What Changes During K0 Rotation

  • K1 is decrypted using the current K0.
  • K1 is re-encrypted with the new K0 (K3 is updated).
  • Historical K0 material is preserved so older encrypted values remain readable during migration.
  • If you use --reencrypt, UDMG also forces immediate migration of encrypted values (higher impact).

Rotate K1 (Master Key)

Rotate K1 when you want to rotate the key that actually encrypts sensitive data, especially after a suspected compromise or to meet strict rotation policies.

To rotate K1, use one of the following commands:

udmg-server rotate-master-key

What Changes During K1 Rotation

  • A new random K1 is generated.
  • The new K1 is encrypted with K0 and stored as the new K3.
  • Previous key versions are preserved so data encrypted with older versions can still be decrypted.
  • With gradual rotation, encrypted values are updated as they are accessed.
  • With --reencrypt, UDMG re-encrypts all encrypted data immediately.

After You Rotate

  • Verify that logins/authentication flows that use stored credentials continue working.
  • Monitor system load (especially after --reencrypt).
  • Confirm configuration consistency in clustered deployments; ensure every node is using the correct UDMG_SECURITY_PASSPHRASE_KEY.

Disaster Recovery

Before rotating K0 or K1, create a passphrase backup and store it in a secure location.

UDMG's key-rotation process is designed to be safe, but you still need a known-good recovery point in case a rotation is interrupted, configuration is applied inconsistently across nodes, or the environment-provided K0 is lost or mistyped.

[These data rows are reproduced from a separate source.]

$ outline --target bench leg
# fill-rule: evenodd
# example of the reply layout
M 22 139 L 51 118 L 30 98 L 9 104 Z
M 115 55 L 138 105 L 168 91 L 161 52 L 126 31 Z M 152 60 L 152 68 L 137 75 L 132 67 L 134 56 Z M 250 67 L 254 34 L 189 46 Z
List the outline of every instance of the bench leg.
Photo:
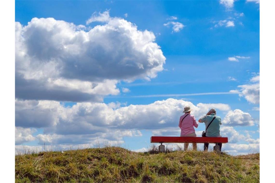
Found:
M 214 146 L 213 149 L 214 152 L 216 153 L 220 153 L 220 146 L 216 145 Z
M 158 152 L 165 152 L 165 146 L 164 145 L 163 145 L 162 143 L 158 146 Z

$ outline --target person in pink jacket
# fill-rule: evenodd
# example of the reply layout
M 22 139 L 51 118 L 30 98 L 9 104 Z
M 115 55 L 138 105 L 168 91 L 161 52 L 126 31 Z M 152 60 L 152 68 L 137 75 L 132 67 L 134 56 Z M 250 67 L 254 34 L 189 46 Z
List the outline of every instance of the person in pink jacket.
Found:
M 196 137 L 195 132 L 194 126 L 198 128 L 199 124 L 196 121 L 195 117 L 190 114 L 192 109 L 189 106 L 184 108 L 184 110 L 182 111 L 185 114 L 180 118 L 178 127 L 181 129 L 181 137 Z M 193 143 L 193 150 L 197 150 L 197 143 Z M 188 148 L 189 143 L 184 143 L 184 150 Z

  1. Create a backup (before rotation) using the following command: 
    udmg-server passphrase-backup --output /secure/path/passphrase.backup
  2. Perform the rotation (K0 or K1), and apply any required configuration updates (for example, updating UDMG_SECURITY_PASSPHRASE_KEY everywhere after a K0 rotation).
  3. Validate the system (for example, ensure that stored-credential authentication paths still work, and that no decryption errors appear in logs).
  4. (Recommended) Take a new backup after a successful rotation and keep it alongside the prior backup, following your retention policy.

Restore from a Backup

If encrypted data becomes unreadable after a rotation, restore the last known-good backup using the following command:

udmg-server passphrase-restore --input /secure/path/passphrase.backup
danger

If you lose the K0 value and do not have a usable passphrase backup, encrypted data will become unrecoverable.

Troubleshooting

Decryption Failures After Rotation

  • Confirm UDMG_SECURITY_PASSPHRASE_KEY is set and identical across all nodes.
  • If rotation was recent, ensure all nodes were restarted with the new environment value.
  • If available, restore the last known-good passphrase backup and retry.

Performance Issues During --reencrypt

  • Run rotations during a maintenance window.
  • Temporarily scale database resources if needed.
  • Prefer gradual mode for routine rotations.

Recommendations

  • Rotate K0 after operational events that may expose environment secrets.
  • Rotate K1 on a security schedule (for example, quarterly) or after any suspected compromise.
  • Prefer gradual rotation for routine maintenance; reserve --reencrypt for emergencies.
  • Store UDMG_SECURITY_PASSPHRASE_KEY in a secrets manager (not in plain text files or shell history).